Au fil des ans, la SOPFIM a observé que certaines forêts admissibles aux traitements et traitées avec succès pendant un certain nombre d’années pouvaient être exemptes de traitement pendant une année sans compromettre la survie des arbres affectés.

Le maire de Baie-Comeau aurait aimé être consulté

Malgré le discours rassurant de la SOPFIM, des maires et l’industrie forestière demeurent néanmoins inquiets.

Le maire de Baie-Comeau Yves Montigny aurait aimé une meilleure communication entre la SOPFIM et sa ville dès le début de la pandémie, car l’aéroport de Baie-Comeau n’a jamais fermé durant le confinement.

À ses yeux, la société aurait pu y installer une base pour son programme de pulvérisations aériennes des forêts publiques de la Côte-Nord touchées par la TBÉ. «Ils n’en ont pas tenu compte, affirme l’élu. J’aurais souhaité qu’on parle aux maires en amont du processus.»

Le maire de Baie-Comeau craint que la réduction du programme en 2020 ait un impact sur la qualité des arbres qui seront récoltés dans les prochaines années, ce qui pourrait affecter la profitabilité de l’industrie forestière.

(Photo: 123RF)

«Les revenus tirés par arbre coupé pourraient diminuer, alors que les revenus fixes demeureraient stables», dit-il.

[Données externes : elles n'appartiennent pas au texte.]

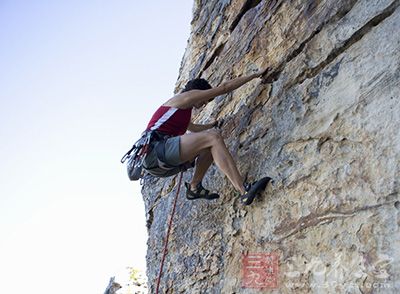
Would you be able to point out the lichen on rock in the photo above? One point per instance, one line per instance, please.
(324, 123)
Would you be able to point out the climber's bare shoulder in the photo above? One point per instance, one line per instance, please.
(195, 97)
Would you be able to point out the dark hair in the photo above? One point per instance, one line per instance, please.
(198, 84)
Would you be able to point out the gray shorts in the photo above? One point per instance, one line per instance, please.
(172, 154)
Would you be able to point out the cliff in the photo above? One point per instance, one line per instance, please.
(324, 123)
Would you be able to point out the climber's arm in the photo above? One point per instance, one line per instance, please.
(193, 97)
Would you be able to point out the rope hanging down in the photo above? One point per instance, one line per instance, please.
(168, 232)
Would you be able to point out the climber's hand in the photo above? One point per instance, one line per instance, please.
(260, 73)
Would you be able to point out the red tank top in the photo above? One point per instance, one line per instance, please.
(170, 120)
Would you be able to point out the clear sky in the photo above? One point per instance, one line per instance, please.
(79, 81)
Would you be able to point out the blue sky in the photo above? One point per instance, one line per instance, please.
(79, 81)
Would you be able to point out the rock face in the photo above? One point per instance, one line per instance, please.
(324, 123)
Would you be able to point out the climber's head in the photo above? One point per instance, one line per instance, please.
(197, 84)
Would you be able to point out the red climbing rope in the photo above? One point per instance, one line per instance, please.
(167, 237)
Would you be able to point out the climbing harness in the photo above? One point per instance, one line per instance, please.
(168, 232)
(139, 150)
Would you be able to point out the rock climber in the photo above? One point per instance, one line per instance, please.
(202, 146)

C’est pourquoi il souhaite que la SOPFIM planifie un «gros déploiement» en 2021 et qu’elle double les superficies visées par son programme de pulvérisations aériennes. «Il faut un traitement choc!», laisse tomber Yves Montigny.

Pour sa part, le PDG du Conseil de l’industrie forestière (CIFQ), Denis Lebel, estime que cette situation est une autre tuile qui s’abat sur l’industrie, et ce, de la réduction de 20% des possibilités de coupe de certaines espèces d’arbres (dans la foulée du rapport de la Commission sur les forêts publiques en 2004) aux feux de forêt qui ravagent actuellement le Saguenay-Lac-Saint-Jean en passant par la récession mondiale provoquée par la pandémie.

«Il y a beaucoup d’inquiétude dans l’industrie», confie l’ancien ministre conservateur sous le gouvernement de Stephen Harper.

Un impact limité sur l’industrie

L’économiste en chef du CIFQ, Michel Vincent, s’attend quant à lui à ce que la réduction des activités de la SOPFIM en 2020 ait à terme un impact économique sur les sociétés forestières, mais rien de majeur.

«On devrait limiter les dégâts, mais ils ne seront pas nuls», précise-t-il.

Aussi, même si les revenus futurs par arbre récolté diminuaient par rapport à des coûts fixes stables, l’impact ne serait pas trop important, estime l’économiste, d’autant plus si la SOPFIM reprend ses activités habituelles 2021.

Jean-Yves Arsenault confirme que la société a commencé à réfléchir à la prochaine saison. «On se prépare déjà pour 2021», dit-il, en précisant que le processus sera enclenché officiellement au mois d’août.

La SOPFIM tiendra compte -ainsi que ses fournisseurs- des mesures sanitaires et de distanciation sociale à prendre au besoin si jamais un vaccin contre la Covid-19 n’est pas encore disponible à ce moment-là.

L’OBNL rappelle que les arbres qui sont traités durant la saison estivale sont destinés à être récoltés uniquement dans une période allant de 5 à 10 ans, et non pas l’année suivant un arrosage.